Task 2 Consumer groups have in recent times been critical of every stage of the supply chain. The RSPCA considers “suffering of broiler chickens as one of the most pressing animal welfare issues in the UK today”. Fifty percent of chickens entering the food chain are also known to carry campylobacter; a cause of food poisoning. Supermarkets have been criticized for using chicken in marketing promotions such as “buy one get one free” that cause farmers substantial loss of income.

Consumer groups are bring their case forward citing diminished returns owing to the fact that, their chicken are fetching lower prices than it was the case in the past decade despite the fact that, the cost of production especially for those farmer who rear chicken in small numbers is diminishing. Another argument being brought forward by the consumer groups is the seemingly domination of the chicken poultry industry by producers and traders which has meant that, farmers and consumers are not consulted in making of major decisions.

Lack of participation has negatively affected the farmers in that, their interests continue un-addressed. Consumers, in the advocacy for animals’ rights, have been purely concerned with their own happiness and there is evidence that, the consumer groups lack in the understanding of the important role the producers and traders play in this delicate balance in the supply chain process. They go in contravention with utilitarianism principle, which holds that, what is right is not the agent’s own happiness but rather the happiness of everyone involved in the supply chain.

Harmony comes into center play in this debate on chicken (poultry) production methods in UK. However, judging by the fact that human beings desire to be in unity with fellow human beings, it is correct to say that producers and traders have the interest of the rest of the players in the supply chain at heart and the fact that the consequences may not be pleasurable to some of the players in the supply chain, is something that is of little concern.

The harm or bad caused by the methods currently in use by producers and traders in the chicken (poultry) industry are debatable. Going by the principle of consequences, there is little evidence to consider the actions of chicken (poultry) producers and traders as resulting to unhappiness to any of the players in the supply chain.

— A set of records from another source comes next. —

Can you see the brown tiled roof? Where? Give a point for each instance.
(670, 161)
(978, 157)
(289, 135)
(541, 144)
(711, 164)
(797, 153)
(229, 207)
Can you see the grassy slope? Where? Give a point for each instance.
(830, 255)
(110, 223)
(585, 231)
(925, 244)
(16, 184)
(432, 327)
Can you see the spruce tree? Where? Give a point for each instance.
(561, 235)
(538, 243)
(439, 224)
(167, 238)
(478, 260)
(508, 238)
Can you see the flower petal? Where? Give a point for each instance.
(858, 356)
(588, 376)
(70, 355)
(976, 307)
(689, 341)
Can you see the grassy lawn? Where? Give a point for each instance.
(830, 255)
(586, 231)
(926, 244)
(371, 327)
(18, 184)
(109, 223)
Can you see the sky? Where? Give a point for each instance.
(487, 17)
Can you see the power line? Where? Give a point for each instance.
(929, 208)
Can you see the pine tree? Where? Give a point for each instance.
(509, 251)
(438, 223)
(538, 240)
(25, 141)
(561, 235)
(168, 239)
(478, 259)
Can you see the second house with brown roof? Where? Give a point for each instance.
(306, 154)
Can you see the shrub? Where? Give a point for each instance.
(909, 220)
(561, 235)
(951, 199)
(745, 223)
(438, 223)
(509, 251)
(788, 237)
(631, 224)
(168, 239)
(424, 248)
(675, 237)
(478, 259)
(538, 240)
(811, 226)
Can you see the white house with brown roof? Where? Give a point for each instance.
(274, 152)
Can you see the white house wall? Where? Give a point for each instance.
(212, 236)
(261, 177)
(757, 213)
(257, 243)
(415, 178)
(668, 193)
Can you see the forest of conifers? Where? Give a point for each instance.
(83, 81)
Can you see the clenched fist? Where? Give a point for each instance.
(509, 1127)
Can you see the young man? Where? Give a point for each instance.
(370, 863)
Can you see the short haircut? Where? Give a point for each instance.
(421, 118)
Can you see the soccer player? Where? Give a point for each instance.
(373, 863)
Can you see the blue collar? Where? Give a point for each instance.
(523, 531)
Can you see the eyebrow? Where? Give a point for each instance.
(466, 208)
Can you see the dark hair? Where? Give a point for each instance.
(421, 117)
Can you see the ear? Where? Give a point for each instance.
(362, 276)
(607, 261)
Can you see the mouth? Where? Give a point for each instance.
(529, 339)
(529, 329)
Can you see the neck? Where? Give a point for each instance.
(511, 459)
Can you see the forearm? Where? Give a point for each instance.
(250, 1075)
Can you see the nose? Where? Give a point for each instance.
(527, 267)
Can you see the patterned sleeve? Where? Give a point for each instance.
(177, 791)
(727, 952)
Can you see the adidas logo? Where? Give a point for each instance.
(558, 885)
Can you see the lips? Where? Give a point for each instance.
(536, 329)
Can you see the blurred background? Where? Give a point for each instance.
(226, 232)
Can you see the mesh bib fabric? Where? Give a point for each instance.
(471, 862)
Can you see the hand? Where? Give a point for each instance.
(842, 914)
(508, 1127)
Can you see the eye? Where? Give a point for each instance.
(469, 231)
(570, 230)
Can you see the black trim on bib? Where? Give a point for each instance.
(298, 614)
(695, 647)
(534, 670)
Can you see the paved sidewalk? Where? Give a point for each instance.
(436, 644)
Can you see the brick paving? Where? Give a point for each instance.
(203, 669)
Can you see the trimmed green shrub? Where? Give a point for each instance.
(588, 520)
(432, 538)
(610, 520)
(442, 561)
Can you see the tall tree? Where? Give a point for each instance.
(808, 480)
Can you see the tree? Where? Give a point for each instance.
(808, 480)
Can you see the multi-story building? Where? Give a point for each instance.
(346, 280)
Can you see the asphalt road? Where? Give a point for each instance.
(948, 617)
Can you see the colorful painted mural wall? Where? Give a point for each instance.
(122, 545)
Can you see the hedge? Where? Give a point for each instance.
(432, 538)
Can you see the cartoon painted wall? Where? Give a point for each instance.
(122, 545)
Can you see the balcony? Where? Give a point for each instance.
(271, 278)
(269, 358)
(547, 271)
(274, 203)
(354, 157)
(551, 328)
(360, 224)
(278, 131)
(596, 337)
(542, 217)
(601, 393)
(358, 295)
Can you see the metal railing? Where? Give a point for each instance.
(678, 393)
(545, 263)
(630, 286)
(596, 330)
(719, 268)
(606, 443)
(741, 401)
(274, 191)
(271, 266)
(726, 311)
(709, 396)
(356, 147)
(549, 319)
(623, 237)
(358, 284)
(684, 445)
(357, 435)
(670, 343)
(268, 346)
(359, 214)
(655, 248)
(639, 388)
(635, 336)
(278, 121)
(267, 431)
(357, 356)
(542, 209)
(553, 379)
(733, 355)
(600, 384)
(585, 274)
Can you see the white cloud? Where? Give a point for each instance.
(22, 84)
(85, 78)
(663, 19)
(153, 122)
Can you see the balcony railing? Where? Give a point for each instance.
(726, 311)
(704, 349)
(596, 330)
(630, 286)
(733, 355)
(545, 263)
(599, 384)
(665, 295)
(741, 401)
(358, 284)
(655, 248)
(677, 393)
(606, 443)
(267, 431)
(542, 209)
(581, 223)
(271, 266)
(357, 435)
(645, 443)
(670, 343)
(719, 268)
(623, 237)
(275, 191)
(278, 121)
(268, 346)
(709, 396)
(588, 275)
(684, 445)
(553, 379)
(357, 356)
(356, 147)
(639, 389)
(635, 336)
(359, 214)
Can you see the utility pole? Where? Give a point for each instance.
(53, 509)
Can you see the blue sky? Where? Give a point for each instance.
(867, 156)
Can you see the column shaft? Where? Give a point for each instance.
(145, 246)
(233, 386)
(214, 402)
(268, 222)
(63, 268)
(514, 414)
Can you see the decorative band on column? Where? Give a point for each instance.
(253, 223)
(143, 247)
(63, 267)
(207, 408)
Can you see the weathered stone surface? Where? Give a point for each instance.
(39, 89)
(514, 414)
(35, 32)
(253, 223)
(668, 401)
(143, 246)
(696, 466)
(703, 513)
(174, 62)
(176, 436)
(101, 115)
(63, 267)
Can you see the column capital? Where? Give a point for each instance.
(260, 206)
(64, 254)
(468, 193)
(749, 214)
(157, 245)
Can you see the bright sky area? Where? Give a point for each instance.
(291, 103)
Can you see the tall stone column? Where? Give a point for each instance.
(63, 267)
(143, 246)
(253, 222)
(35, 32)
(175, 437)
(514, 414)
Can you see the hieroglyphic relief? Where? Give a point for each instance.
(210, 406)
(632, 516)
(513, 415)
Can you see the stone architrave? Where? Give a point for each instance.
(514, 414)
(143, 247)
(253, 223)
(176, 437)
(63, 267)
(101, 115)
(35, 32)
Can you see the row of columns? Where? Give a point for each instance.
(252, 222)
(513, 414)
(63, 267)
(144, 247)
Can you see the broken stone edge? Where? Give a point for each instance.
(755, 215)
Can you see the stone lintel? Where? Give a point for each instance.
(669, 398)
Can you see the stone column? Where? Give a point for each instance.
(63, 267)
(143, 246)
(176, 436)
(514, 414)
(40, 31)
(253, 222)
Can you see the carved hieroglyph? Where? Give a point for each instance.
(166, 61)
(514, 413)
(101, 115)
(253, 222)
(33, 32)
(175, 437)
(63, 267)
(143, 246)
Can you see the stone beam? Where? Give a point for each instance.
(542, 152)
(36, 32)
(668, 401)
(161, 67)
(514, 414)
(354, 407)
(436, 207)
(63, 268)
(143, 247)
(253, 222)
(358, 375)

Even though farmers have been skeptical about some of the promotional marketing campaigns, there is little evidence to suggest that such methods such as the ‘buy-one-get-one-free’ is causing notable losses to farmers. Therefore, this leaves a lot of unanswered questions as to how the choice of producers and traders in chicken (poultry) has caused harm to farmers but the fact that the choice of the producers and traders has led to benefits for more people is clear for all to see.

The above can be summed up thus; the methods adapted by producers and traders in chicken (poultry) have benefited majority of the people in UK and Europe and therefore, the personal feelings or societal constraints resulting thereof are not a reason enough to warrant a ban to current production methods being practiced by producers and traders in chicken (poultry) industry in the UK according to utilitarianism.

Consumer groups have in the recent past increased their criticism of the production and trade in chicken (poultry) and chicken (poultry) products through to the supermarkets at the end of the supply chain mainly based on deodological principles. Of particular concern to the consumer groups has been the fact that, they have been raising their reservations about what they feel as continuous exploitation by producers and traders in the chicken (poultry) industry.

Although there have been numerous brainstorming meetings between all players in the supply chain, the producers and traders including the relevant government ministry, has not been keen in keeping promise and following the law. All that consumer groups are asking for is for all players to adhere to rules and regulations of the industry as well as always following the law. Consumer groups are asking for all decisions in the industry to be based on individual obligations something which leads them to refute some marketing promotions such as the ‘buy-one-get-one-free’.

The consumer groups are right in rising from the public to ask questions, which not many people have been willing to ask. This is seen as supererogation. The consumer groups are ready to suffer for the rest, and despite the fact that many view the arguments as lacking in logic they cannot be ignored. Consumer groups are interested in the progress of the chicken (poultry) industry, which they view as very much dependent on how different players play effectively their roles in the industry. Their motive is to call for actions that are less dependent on consequences but which are considerate of the process by adhering to moral rules and duties.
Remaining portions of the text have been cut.